Schwieriges Thema. Die Neuen, die Jungen, die muss man anlernen. Man muss sie abholen und ihnen alles über die Hafenarbeit beibringen. Man muss ihnen die ganze Geschichte erzählen und wo ihr Geld herkommt. Das kriegst du nicht, weil du ein netter Kerl bist.

Haben Sie eine Strategie, um die jungen Leute zu organisieren?
Na klar. Ich hab einen Kollegen, der ist so groß (zeigt einen Kopf über sich) und sagt: Du trittst in die Gewerkschaft ein oder ich mach dich platt … Nein, im Ernst: Du musst viel Zeit investieren. Du musst denen klar machen, was es bedeutet, Docker zu sein. Das ist das Wichtigste. Es ist hier wie in Deutschland oder sonstwo: Jeder macht sein Ding. Solidarität ist nicht mehr selbstverständlich. Du musst sie herstellen, du musst für sie kämpfen, du musst jeden Tag daran arbeiten. Und das ist schwierig mit den jungen Leuten.

In den Häfen arbeiten immer mehr Subunternehmen und Leiharbeiter. Haben Sie Kontakt mit solchen Leuten?
Nein, weil Uniport keine Leiharbeiter beschäftigt. Die Neuen bekommen einen Jahresvertrag, und wenn sie sich gut anstellen, wird der Vertrag verlängert. Wenn nicht, müssen sie gehen. Wir holen nur Leute rein, um die Container festzumachen. Aber mit denen sitzen wir in den Pausen im gleichen Raum. Das sind andere Leute, nicht von Uniport. Es ist schwierig, Kollegen auf Zeit für die Gewerkschaft zu gewinnen.

Was sind derzeit Ihre wichtigsten Kämpfe?
Wir sind ein City Terminal und haben uns spezialisiert. Aber wenn das für die großen Reedereien nicht speziell genug ist, dann sagen die, unsere Schiffe gehen zur Maasvlakte II. Und wir haben keine Arbeit mehr. Wir können keine großen Schiffe abfertigen, nur kleine. Wenn es für die kleinen Schiffe keine Aufträge mehr gibt, weil alles auf die großen geht, dann gibt es keine Arbeit mehr für uns. Das wird auf uns zukommen, fürchte ich.

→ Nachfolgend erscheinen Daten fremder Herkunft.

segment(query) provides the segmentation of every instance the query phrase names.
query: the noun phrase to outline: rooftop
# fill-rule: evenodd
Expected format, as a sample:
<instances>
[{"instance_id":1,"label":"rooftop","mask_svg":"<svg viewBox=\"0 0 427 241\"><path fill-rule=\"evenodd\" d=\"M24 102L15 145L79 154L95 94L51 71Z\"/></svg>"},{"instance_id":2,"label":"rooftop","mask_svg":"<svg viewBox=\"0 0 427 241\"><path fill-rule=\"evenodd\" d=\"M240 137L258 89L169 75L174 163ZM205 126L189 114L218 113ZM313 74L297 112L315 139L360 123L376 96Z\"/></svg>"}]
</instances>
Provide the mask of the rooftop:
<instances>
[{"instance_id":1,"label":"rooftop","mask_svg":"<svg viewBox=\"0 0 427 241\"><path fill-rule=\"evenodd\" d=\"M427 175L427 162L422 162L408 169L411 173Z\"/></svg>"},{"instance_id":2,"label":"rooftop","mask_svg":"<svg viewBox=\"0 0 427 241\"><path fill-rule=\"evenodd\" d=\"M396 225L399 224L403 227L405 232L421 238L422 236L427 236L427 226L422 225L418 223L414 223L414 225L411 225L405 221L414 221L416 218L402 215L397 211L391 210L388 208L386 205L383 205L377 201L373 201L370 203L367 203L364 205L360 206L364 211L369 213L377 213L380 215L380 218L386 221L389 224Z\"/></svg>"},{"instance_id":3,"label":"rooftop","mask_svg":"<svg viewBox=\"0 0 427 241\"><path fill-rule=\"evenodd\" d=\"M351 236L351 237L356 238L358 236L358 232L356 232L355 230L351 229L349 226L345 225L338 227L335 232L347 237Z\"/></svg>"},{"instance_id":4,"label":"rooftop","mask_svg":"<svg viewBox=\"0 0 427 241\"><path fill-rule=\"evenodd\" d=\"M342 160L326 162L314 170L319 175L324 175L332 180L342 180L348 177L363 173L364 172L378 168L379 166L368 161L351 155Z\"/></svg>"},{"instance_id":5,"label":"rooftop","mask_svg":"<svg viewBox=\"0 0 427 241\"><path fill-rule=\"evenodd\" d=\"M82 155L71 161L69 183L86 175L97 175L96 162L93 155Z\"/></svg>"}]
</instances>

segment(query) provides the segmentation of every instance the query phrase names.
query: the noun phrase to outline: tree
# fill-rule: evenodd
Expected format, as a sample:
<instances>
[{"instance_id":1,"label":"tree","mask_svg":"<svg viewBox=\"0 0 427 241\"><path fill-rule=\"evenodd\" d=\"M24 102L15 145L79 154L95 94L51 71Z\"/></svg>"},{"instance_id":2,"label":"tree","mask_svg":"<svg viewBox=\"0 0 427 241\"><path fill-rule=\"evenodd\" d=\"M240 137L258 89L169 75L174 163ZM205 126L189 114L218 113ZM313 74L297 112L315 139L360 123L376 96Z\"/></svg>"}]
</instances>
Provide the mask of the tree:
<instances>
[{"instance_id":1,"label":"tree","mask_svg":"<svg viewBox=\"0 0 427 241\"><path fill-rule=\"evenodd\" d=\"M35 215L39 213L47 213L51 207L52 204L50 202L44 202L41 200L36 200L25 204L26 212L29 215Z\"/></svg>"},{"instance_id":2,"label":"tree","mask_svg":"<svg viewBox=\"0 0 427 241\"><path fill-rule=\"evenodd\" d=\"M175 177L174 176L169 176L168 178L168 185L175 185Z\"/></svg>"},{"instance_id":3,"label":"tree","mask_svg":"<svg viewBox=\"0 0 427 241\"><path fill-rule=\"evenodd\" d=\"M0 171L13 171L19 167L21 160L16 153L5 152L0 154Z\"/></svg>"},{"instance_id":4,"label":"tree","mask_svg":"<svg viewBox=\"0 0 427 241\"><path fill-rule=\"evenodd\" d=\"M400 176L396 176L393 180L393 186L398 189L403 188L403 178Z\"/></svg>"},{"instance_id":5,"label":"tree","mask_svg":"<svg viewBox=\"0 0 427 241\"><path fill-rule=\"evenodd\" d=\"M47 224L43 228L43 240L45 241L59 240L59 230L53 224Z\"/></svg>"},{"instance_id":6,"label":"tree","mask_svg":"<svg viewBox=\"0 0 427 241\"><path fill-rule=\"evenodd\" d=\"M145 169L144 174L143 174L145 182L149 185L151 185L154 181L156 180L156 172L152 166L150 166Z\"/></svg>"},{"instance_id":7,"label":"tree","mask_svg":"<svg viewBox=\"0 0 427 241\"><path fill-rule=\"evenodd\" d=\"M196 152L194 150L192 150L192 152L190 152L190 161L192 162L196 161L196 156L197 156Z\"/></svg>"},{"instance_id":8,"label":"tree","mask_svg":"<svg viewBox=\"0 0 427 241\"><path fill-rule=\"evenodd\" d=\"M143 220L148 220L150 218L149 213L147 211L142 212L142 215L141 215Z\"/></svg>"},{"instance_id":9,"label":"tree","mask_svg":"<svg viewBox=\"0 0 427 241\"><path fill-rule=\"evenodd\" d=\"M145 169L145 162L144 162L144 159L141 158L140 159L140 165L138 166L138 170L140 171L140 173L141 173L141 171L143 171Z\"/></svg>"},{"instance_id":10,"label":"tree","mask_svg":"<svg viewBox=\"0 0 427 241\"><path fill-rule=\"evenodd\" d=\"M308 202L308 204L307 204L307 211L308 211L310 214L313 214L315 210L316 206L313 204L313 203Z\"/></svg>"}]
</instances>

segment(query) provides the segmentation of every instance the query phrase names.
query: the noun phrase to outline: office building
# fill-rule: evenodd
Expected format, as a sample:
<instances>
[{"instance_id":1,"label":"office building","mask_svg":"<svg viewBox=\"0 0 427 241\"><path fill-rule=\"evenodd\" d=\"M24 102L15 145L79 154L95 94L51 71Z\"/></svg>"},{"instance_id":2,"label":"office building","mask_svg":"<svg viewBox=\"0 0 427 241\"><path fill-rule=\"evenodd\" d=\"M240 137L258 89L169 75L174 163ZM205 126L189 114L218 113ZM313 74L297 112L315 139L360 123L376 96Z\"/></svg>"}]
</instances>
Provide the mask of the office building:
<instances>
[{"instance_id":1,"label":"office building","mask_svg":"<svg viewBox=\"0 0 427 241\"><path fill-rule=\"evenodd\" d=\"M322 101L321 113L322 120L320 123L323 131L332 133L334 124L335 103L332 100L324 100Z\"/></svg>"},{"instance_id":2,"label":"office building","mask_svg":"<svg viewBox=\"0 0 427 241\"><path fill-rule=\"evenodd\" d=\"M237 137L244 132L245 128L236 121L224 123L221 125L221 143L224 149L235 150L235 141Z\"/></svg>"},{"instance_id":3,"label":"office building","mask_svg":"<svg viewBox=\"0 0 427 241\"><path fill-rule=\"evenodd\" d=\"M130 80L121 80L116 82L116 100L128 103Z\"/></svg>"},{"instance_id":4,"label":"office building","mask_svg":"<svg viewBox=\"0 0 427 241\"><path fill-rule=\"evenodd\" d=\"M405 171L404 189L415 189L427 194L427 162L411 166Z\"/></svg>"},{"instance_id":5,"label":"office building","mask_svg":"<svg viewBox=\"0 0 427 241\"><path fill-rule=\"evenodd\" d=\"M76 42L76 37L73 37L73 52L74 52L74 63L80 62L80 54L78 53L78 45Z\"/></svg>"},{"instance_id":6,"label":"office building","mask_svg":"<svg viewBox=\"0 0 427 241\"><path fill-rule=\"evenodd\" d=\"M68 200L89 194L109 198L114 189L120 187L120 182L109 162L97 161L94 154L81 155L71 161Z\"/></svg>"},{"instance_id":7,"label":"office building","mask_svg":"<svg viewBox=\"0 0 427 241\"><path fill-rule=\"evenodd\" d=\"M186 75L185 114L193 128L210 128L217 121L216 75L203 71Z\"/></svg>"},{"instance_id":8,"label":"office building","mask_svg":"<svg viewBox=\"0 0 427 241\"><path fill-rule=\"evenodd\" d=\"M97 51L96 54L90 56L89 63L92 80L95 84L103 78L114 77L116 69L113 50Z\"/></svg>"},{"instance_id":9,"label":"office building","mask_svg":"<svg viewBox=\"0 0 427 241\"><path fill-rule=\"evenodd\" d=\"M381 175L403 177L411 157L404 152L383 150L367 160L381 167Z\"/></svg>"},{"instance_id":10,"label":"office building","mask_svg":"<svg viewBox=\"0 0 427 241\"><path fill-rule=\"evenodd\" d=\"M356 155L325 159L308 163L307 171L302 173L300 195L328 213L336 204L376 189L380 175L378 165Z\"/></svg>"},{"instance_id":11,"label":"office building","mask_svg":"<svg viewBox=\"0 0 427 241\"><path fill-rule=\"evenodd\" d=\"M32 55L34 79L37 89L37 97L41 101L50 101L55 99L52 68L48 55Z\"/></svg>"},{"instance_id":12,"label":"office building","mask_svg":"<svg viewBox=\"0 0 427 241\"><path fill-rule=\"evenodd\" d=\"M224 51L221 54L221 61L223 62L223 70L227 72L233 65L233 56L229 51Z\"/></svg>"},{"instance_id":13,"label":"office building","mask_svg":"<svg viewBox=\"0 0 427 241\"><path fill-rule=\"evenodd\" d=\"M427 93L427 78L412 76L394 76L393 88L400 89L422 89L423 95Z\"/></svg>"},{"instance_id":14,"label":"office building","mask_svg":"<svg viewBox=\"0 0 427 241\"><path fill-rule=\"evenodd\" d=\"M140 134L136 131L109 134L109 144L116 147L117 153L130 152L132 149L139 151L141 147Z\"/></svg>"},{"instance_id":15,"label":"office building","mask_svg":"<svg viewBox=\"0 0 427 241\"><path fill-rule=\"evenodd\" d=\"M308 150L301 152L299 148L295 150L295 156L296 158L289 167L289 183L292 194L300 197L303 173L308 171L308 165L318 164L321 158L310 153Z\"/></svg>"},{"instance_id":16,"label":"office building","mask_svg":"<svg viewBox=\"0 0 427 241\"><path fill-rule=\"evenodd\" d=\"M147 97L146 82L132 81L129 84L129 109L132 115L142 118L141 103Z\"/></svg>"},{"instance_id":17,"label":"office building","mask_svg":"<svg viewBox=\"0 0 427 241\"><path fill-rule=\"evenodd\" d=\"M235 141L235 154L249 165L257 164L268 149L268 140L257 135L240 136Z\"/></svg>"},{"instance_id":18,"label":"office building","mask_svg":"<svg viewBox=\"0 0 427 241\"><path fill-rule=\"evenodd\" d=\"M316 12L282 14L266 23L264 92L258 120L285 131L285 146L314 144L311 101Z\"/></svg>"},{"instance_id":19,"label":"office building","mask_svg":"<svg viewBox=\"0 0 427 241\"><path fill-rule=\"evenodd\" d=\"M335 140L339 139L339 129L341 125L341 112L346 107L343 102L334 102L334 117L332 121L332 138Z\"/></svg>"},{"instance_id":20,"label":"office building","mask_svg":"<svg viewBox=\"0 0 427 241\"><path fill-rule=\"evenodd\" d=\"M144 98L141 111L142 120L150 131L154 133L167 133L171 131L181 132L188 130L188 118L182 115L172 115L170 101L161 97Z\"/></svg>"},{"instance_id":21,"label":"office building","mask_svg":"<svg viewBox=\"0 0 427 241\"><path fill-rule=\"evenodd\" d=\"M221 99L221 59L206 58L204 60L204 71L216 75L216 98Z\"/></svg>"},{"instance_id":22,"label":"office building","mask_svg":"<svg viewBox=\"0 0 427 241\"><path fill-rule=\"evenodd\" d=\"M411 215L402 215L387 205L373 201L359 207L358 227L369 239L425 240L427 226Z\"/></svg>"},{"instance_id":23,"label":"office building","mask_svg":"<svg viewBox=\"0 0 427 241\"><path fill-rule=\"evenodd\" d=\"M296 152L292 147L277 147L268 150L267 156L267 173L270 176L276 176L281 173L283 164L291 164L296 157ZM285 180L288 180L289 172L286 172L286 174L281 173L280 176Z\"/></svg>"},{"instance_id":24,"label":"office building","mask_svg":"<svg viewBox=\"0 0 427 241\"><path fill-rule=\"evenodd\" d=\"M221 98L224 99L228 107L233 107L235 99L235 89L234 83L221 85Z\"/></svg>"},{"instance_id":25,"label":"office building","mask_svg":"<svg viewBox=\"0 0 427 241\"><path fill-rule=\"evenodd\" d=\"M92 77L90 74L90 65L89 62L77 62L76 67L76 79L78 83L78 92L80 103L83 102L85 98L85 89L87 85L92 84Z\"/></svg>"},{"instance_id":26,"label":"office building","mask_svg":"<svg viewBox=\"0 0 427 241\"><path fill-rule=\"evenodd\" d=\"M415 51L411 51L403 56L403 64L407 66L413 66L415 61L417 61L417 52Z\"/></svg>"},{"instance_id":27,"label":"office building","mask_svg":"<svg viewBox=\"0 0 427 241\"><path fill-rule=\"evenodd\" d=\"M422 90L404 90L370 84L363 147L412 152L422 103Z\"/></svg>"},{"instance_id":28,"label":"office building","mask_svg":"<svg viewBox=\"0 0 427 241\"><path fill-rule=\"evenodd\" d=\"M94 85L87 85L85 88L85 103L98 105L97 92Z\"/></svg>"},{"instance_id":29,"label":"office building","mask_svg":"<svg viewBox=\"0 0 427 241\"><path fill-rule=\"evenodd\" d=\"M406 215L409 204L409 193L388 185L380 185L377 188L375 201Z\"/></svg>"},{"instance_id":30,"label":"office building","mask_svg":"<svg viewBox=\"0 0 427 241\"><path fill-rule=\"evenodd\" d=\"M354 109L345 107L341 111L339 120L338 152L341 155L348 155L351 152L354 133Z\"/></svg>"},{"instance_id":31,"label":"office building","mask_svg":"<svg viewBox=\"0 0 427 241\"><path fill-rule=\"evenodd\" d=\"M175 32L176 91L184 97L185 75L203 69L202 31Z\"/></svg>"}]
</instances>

Also ist durch Maasvlakte II die Konkurrenz nochmal erheblich größer geworden, für Uniport und generell im Hafen?
Konkurrenz ist das falsche Wort, weil wir nicht mit denen konkurrieren können.

Nur weil ihr nette Kerle seid …
Nicht nur, weil wir nette Kerle und ziemlich flexibel sind. Es ist der Vertrieb von Tiefkühlwaren und Fleisch mit Kühlcontainern, für die Stadt eine zentrale Sache. Und die Menschen sind eine Besonderheit. Weil wir keine Roboter haben, können bei uns Menschen einspringen, da sind wir flexibler als Maasvlakte. Bloß zählt das für die großen Reedereien nicht. Wenn die entscheiden, zur Maasvlakte zu gehen, haben wir keine Arbeit mehr.

Wie sicher – oder unsicher – ist also Ihr Job?
Unsicher. Am 5. Juli verhandeln wir mit den Terminalbetreibern und der Hafenbehörde über Arbeitsplatzsicherheit bis 2020. Okay, das ist in vier Jahren. Und dann?

Nach dem, was wir gehört haben, wird auch bei einem automatisierten Terminal jeder Kran von einer Person bedient – nur dass dieser Mensch nicht mehr auf dem Kran sitzt, sondern am Joystick im Büro. Warum ist dann die Bedrohung so groß?
Es werden immer weniger Menschen. Der Plan beim RWG-Terminal ist, dass eine Person zwei oder drei Kräne aus der Ferne bedienen soll. Der Mensch sitzt dann an einem Schreibtisch – ich war dort – hat ein paar Bildschirme vor sich und macht hier dies und da das. Es funktioniert zwar noch nicht, aber so soll es aussehen.

Der Druck muss enorm sein für diese Leute.
Die brauchen die Playstation-Generation. Mein Sohn kann sowas 20 Stunden lang machen, wenn er will. Hol ihn von der Playstation weg und bezahl ihn dafür.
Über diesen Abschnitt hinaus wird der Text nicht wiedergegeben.